US Health Reform – Blame Canada?

At the turn of the millennium, the federal government and the provinces signed the Health Care Accords. Since then, Canada has poured $172 billion dollars into its health care system. The fix promised under the Accord doesn’t seem to have materialized, and as CARP has stated before, the status quo is not an option.

This is why CARP has been on the record supporting the search for a “third option”—doing things differently—based on best practices, organizational protocols, evidence-based procedures and innovation that will provide us with better value for our health care dollars. For example, the Health Accords pointed to aging at home, uniformity and cost-effectiveness in drug coverage and primary health care teams—all approaches that CARP Advocacy supports.

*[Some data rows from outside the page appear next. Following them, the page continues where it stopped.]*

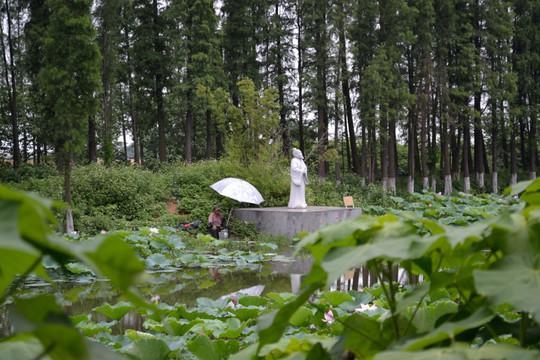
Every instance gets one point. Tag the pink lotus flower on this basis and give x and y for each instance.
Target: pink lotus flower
(328, 317)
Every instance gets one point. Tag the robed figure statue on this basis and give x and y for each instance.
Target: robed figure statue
(297, 199)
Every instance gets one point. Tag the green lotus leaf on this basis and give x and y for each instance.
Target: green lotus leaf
(175, 242)
(115, 259)
(281, 297)
(214, 326)
(336, 298)
(154, 325)
(234, 329)
(249, 300)
(206, 284)
(90, 328)
(78, 318)
(463, 351)
(138, 335)
(509, 280)
(301, 317)
(205, 238)
(21, 347)
(203, 348)
(178, 327)
(148, 349)
(115, 312)
(427, 316)
(447, 330)
(159, 245)
(157, 260)
(244, 314)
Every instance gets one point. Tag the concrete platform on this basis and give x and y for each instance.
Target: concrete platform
(288, 222)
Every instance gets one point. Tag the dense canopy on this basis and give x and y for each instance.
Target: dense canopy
(432, 90)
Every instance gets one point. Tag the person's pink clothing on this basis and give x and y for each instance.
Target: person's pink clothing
(215, 219)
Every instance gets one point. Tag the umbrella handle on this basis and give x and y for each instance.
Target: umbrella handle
(227, 223)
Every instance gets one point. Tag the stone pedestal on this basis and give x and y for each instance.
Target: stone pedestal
(288, 222)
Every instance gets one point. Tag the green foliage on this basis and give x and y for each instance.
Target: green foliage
(25, 238)
(252, 147)
(469, 273)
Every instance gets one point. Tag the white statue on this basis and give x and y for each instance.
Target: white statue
(299, 180)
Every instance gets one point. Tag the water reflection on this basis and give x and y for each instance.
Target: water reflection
(183, 287)
(186, 286)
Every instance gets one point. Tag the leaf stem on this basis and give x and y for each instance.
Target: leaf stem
(15, 284)
(523, 328)
(358, 331)
(389, 296)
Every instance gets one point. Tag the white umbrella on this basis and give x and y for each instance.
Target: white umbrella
(239, 190)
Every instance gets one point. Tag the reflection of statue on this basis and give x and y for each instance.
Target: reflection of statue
(299, 180)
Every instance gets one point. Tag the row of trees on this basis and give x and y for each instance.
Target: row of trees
(454, 80)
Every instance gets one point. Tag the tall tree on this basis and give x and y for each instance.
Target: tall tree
(202, 62)
(8, 57)
(69, 80)
(364, 47)
(241, 36)
(500, 81)
(316, 37)
(151, 60)
(108, 14)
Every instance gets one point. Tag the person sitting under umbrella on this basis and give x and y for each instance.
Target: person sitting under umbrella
(215, 222)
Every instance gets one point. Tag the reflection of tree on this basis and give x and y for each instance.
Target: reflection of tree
(81, 298)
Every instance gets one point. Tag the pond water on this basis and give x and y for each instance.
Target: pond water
(82, 294)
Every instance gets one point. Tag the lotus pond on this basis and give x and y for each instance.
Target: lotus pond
(210, 304)
(174, 275)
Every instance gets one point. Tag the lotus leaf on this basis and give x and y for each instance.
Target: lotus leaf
(115, 312)
(148, 349)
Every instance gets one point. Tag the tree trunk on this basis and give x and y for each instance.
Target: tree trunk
(92, 146)
(68, 163)
(347, 95)
(300, 82)
(9, 72)
(494, 153)
(384, 150)
(124, 139)
(392, 160)
(134, 133)
(465, 157)
(533, 147)
(364, 156)
(208, 134)
(513, 157)
(189, 128)
(161, 119)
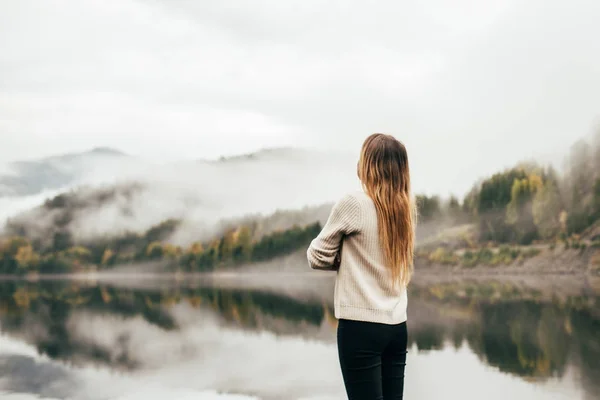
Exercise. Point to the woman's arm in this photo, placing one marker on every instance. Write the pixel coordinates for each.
(325, 248)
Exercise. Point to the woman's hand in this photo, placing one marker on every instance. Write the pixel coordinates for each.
(337, 261)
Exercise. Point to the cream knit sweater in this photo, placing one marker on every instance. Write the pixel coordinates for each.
(363, 286)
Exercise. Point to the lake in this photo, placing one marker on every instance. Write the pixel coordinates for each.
(273, 337)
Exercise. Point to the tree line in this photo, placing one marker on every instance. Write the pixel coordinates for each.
(529, 202)
(18, 255)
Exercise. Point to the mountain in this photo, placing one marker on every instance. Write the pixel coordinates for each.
(25, 178)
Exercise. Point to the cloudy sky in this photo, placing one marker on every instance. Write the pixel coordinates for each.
(469, 85)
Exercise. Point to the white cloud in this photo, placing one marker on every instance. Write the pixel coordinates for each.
(470, 87)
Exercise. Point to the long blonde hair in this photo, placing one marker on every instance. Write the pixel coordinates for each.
(385, 175)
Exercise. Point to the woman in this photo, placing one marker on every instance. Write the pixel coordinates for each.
(377, 230)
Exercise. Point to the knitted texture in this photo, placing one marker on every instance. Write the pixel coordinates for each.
(364, 290)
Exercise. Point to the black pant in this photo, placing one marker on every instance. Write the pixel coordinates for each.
(372, 357)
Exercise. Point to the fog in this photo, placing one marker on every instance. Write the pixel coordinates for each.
(204, 352)
(201, 193)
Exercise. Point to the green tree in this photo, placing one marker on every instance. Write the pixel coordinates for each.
(519, 213)
(547, 208)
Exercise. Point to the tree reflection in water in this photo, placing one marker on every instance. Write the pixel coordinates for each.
(517, 330)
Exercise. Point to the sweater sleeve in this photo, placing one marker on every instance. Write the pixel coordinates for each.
(343, 220)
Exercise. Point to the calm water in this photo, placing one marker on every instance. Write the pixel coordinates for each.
(253, 339)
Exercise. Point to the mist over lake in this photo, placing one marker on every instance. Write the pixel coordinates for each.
(250, 338)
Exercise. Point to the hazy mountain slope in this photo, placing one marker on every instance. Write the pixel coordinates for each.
(200, 193)
(24, 178)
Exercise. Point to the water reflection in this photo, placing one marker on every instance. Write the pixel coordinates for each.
(274, 343)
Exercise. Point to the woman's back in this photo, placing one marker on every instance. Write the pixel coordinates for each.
(364, 288)
(369, 240)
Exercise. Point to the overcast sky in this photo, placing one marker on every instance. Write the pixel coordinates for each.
(470, 86)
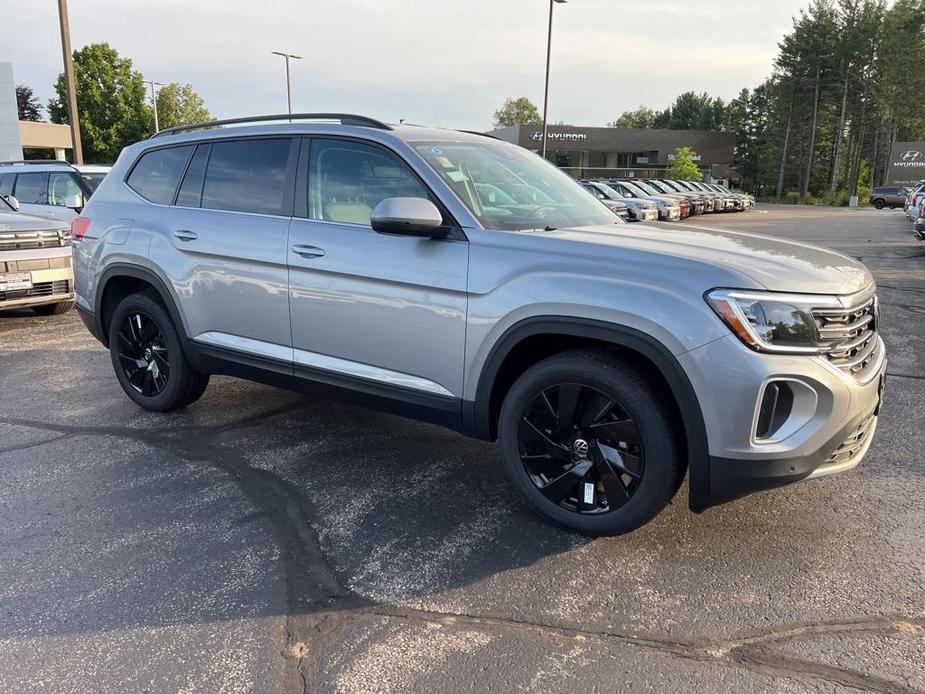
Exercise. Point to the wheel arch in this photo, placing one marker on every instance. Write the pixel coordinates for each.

We have also been critical of red tape that prevents Canadians from being reimbursed to seek medical services in the US. But we’re talking about being reimbursed! Americans without insurance coverage have no such expectation.

So Canadians still fare better than our neighbours to the South. American health care is the most expensive in the world, but it is far from the best.

For starters, we spend much less of our GDP on health care, about $2500 less per capita—and with that, we cover everyone. For Americans, the GDP differential (they spend 6% more) amounts to $800 billion per year. The bulk of this money is spent on higher overhead costs (because of the huge administrative staff required to support the various private insurance plans). As Dr. Michael Rachlis puts it, “Canadians don’t need thousands of actuaries to set premiums or thousands of lawyers to deny care.” Click here to read Dr. Rachlis’ article.

We also live longer, have lower infant mortality rates and we have a lower risk of cardiovascular disease. None of this means we should get complacent, though—not while the future of our own health care system still faces tremendous challenges. But at least it helps us listen to the overheated rhetoric in the US with a better understanding of what is really at issue—special interests, not the public interest.